Difícil não ficar com uma ponta de decepção com esta segunda metade do suposto "filme pornográfico" de Lars Von Trier. Principalmente quem gostou de NINFOMANÍACA – VOLUME 1 (2013), que trouxe algumas surpresas para quem costuma acompanhar a obra do cineasta dinamarquês. O bom senso de humor foi uma das coisas que mais se destacou. Para surpresa de muitos, aquele diretor de filmes pesados se apresentou com um espírito mais leve ao tratar da história de uma mulher viciada em sexo, ou uma ninfomaníaca, como ela gosta de ser chamada.
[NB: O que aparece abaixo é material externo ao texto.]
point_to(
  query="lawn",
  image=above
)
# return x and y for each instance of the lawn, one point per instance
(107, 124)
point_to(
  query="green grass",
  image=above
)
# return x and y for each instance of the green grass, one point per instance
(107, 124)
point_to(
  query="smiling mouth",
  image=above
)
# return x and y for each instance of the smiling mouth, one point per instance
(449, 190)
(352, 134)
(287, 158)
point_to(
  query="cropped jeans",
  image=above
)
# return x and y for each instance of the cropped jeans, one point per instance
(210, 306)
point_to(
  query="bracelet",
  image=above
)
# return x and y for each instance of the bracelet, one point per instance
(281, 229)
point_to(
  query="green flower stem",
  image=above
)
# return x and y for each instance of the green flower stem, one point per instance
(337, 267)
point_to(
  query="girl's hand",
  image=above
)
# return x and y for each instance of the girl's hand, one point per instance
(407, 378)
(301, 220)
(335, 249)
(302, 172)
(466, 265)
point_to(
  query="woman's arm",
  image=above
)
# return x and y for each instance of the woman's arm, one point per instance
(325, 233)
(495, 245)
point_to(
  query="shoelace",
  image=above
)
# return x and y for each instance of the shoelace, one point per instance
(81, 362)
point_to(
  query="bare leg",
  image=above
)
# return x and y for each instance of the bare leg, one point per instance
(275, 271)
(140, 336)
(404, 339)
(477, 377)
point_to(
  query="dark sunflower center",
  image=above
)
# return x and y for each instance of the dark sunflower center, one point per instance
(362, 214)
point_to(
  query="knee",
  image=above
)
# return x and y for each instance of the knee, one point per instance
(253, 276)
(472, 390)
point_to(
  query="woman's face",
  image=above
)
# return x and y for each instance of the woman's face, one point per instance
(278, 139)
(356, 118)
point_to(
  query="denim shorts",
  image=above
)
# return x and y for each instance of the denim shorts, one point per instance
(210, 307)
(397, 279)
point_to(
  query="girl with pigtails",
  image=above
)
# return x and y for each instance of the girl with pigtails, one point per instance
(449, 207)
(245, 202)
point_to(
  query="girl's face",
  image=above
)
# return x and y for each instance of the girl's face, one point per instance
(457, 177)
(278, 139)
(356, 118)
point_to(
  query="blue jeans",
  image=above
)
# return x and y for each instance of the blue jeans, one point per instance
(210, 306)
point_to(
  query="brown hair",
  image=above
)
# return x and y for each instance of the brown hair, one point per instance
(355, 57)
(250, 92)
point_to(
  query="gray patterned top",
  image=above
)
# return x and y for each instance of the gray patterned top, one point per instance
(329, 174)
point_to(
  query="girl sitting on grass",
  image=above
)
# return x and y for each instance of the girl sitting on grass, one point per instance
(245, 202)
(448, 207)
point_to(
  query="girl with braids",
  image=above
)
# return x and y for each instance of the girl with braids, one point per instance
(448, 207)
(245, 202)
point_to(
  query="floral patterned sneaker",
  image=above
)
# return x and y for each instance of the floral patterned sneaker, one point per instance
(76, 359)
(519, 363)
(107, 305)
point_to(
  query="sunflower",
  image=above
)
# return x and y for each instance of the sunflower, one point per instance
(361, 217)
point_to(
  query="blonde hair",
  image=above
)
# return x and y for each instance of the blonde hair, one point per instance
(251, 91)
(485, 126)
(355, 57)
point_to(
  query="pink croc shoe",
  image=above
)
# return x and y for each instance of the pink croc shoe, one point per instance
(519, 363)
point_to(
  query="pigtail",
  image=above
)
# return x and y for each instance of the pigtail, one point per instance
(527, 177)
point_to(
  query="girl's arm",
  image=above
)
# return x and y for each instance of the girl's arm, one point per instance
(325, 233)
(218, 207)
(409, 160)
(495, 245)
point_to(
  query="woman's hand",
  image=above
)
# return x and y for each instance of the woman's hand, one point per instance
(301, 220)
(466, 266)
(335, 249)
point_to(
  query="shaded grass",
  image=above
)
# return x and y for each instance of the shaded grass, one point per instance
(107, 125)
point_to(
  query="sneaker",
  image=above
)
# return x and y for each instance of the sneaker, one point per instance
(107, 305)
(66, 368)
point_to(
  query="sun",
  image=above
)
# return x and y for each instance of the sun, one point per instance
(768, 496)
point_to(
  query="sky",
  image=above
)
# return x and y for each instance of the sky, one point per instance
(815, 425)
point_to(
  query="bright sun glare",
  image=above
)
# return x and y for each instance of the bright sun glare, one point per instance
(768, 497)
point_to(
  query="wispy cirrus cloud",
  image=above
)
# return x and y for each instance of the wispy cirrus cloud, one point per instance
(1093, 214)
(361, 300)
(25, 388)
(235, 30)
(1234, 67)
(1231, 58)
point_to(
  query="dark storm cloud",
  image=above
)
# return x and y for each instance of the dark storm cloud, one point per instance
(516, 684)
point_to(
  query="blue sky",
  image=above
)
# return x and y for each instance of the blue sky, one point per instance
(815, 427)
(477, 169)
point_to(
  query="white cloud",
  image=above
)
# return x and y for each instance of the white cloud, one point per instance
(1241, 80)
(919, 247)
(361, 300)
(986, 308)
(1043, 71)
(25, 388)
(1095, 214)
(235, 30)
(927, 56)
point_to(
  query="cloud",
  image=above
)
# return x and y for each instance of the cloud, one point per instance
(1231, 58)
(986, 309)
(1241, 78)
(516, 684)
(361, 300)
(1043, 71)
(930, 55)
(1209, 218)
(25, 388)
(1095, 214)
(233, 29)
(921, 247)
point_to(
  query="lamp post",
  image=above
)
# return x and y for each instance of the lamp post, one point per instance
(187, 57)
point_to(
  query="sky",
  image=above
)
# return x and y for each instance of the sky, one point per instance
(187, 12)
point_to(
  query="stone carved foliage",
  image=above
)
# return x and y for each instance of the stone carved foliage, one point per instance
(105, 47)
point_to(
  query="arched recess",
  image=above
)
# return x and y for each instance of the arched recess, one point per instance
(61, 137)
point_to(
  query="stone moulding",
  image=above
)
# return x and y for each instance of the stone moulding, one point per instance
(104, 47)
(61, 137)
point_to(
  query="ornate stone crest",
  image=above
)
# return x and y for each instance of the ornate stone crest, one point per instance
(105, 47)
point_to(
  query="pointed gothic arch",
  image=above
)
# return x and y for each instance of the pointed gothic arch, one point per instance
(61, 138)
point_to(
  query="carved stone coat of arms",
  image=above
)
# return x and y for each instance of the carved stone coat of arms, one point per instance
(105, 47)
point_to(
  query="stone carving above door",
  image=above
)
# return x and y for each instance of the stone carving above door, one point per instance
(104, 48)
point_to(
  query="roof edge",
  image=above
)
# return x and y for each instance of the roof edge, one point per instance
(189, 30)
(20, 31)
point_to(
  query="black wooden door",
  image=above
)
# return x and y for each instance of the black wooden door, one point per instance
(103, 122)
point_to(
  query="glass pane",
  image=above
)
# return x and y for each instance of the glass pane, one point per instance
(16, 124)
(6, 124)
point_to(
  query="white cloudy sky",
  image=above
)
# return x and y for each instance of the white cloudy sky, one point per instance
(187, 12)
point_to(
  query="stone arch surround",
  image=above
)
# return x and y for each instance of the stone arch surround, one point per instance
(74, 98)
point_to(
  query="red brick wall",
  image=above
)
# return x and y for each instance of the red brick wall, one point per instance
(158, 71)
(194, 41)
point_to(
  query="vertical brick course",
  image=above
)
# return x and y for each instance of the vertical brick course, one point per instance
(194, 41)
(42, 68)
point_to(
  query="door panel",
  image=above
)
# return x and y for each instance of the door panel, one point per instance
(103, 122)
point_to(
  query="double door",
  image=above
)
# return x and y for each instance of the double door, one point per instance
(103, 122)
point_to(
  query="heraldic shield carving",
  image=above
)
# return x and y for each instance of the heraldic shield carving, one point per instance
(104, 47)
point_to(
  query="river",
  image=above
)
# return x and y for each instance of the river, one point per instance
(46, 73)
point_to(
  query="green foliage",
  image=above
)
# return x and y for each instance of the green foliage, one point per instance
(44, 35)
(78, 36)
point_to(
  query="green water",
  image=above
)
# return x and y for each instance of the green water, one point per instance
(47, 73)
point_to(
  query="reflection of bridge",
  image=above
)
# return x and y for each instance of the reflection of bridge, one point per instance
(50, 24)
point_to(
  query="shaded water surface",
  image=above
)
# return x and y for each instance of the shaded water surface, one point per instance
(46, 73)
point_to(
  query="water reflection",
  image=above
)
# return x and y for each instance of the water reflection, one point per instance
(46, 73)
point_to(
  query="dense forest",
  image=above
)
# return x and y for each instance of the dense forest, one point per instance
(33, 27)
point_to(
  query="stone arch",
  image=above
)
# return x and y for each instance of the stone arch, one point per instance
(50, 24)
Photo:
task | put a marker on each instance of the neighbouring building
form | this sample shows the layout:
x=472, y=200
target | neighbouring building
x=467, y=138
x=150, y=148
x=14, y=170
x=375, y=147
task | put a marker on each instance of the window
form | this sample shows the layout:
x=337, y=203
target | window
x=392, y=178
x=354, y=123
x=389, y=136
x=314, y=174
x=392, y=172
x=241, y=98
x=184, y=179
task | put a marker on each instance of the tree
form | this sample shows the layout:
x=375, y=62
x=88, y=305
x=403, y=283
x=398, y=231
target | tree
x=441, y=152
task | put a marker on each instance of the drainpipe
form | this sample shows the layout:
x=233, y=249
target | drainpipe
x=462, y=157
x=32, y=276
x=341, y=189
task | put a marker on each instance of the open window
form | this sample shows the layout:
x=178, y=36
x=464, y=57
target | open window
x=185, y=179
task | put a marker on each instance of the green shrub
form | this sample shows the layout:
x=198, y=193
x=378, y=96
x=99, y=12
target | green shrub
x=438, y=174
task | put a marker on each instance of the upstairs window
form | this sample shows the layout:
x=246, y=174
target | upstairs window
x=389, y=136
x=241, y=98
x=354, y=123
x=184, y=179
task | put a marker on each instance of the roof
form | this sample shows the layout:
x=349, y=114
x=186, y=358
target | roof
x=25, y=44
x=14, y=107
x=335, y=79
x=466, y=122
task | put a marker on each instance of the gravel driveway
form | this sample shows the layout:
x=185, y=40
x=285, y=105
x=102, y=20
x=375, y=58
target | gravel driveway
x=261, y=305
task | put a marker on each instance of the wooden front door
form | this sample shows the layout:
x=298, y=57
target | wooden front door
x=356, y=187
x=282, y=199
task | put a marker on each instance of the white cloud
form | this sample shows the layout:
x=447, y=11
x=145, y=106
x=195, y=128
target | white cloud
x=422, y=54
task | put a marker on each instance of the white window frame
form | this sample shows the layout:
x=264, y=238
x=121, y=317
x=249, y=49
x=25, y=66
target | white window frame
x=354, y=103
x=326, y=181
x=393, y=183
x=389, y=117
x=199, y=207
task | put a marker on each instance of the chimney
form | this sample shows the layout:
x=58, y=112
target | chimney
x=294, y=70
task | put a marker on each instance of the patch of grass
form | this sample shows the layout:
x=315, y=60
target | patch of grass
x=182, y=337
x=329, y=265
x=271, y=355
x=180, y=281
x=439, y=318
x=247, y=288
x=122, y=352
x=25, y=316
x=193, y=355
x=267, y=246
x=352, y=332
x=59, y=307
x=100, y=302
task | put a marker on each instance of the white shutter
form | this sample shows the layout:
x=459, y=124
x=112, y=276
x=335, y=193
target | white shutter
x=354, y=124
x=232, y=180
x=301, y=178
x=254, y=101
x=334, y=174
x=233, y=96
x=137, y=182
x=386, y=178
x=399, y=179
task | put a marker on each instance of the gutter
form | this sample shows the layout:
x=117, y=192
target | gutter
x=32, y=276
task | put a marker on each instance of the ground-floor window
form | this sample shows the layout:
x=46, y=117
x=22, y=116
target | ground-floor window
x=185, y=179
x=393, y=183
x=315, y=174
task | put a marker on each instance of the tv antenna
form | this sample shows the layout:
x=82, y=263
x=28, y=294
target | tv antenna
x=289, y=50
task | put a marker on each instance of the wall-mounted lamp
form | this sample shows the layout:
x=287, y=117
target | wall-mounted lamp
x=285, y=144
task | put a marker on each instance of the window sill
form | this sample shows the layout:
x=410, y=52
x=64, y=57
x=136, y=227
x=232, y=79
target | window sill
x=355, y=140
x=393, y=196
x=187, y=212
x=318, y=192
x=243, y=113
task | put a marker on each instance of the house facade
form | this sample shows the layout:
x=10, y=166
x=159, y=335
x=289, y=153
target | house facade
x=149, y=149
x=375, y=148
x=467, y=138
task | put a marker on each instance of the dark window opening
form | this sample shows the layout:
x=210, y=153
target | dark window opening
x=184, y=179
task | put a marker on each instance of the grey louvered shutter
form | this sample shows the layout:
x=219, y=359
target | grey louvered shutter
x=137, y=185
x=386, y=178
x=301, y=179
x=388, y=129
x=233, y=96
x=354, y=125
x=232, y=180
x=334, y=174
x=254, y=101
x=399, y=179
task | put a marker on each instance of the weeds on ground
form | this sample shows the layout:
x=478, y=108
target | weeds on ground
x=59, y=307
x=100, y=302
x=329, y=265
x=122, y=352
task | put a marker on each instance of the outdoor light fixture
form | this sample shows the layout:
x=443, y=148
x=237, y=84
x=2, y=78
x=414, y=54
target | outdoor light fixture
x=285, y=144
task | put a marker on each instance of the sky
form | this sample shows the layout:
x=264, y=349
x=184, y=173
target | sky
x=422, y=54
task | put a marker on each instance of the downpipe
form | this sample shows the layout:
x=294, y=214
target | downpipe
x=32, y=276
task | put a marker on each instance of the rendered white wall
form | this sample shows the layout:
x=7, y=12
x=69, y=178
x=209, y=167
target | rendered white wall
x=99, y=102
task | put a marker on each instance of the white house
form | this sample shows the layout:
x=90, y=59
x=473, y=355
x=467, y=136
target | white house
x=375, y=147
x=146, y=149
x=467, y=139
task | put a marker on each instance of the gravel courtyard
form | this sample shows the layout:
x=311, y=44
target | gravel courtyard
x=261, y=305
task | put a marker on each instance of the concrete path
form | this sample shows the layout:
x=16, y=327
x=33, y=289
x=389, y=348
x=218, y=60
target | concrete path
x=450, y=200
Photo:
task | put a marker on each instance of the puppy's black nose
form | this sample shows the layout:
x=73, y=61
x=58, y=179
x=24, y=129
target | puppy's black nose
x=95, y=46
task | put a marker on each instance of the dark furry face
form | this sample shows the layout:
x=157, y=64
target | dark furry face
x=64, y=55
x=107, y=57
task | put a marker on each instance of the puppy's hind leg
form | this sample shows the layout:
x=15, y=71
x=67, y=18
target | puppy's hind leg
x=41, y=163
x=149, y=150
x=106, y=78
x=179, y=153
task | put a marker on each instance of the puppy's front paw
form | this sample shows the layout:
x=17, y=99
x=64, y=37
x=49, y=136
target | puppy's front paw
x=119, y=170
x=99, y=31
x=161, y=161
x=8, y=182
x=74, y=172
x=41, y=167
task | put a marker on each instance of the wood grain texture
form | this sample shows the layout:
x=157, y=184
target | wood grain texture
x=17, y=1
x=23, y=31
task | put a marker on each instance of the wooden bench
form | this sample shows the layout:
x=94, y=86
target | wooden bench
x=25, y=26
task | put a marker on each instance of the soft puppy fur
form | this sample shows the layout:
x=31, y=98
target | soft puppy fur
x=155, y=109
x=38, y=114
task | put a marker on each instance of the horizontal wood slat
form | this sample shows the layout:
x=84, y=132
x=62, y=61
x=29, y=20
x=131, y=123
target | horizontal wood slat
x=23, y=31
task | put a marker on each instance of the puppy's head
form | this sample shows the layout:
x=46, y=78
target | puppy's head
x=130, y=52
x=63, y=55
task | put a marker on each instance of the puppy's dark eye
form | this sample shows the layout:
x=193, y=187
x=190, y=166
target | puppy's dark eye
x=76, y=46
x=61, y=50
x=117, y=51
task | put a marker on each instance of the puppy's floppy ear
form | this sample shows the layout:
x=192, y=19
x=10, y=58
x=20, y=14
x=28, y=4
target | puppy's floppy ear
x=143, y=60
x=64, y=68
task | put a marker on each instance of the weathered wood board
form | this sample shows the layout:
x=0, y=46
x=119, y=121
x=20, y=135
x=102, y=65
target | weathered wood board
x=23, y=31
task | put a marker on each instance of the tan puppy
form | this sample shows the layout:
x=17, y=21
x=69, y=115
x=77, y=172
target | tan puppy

O humor não saiu completamente de cena em NINFOMANÍACA – VOLUME 2 (2014), especialmente enquanto a versão mais jovem de Joe (Stacy Martin) está presente. Destaque para a cena das colheres no restaurante. Porém, quando entra em cena Charlotte Gainsbourg não apenas como narradora, mas também como personagem da própria narração, o filme carrega um tom mais sombrio, ainda que não tanto assim. Ainda é possível rir de muitas situações e as sequências de sadomasoquismo, envolvendo o personagem de Jamie Bell, por mais que sejam interessantes, são, de certa forma, suavizadas.
Pelo menos Von Trier escapa de algo que poderia ser fatal para o seu opus, que é colocar a personagem sofrendo muita culpa pelo prazer proporcionado pela sua sexualidade exacerbada. Em especial em um momento bastante autorreferencial de ANTICRISTO (2009), que poderia ter seguido por um caminho óbvio. Felizmente ele não cometeu esse deslize. Essa cena pode ser vista como uma forma de o cineasta tentar desfazer aquilo que o atormentou, que lhe trouxe depressão anos atrás.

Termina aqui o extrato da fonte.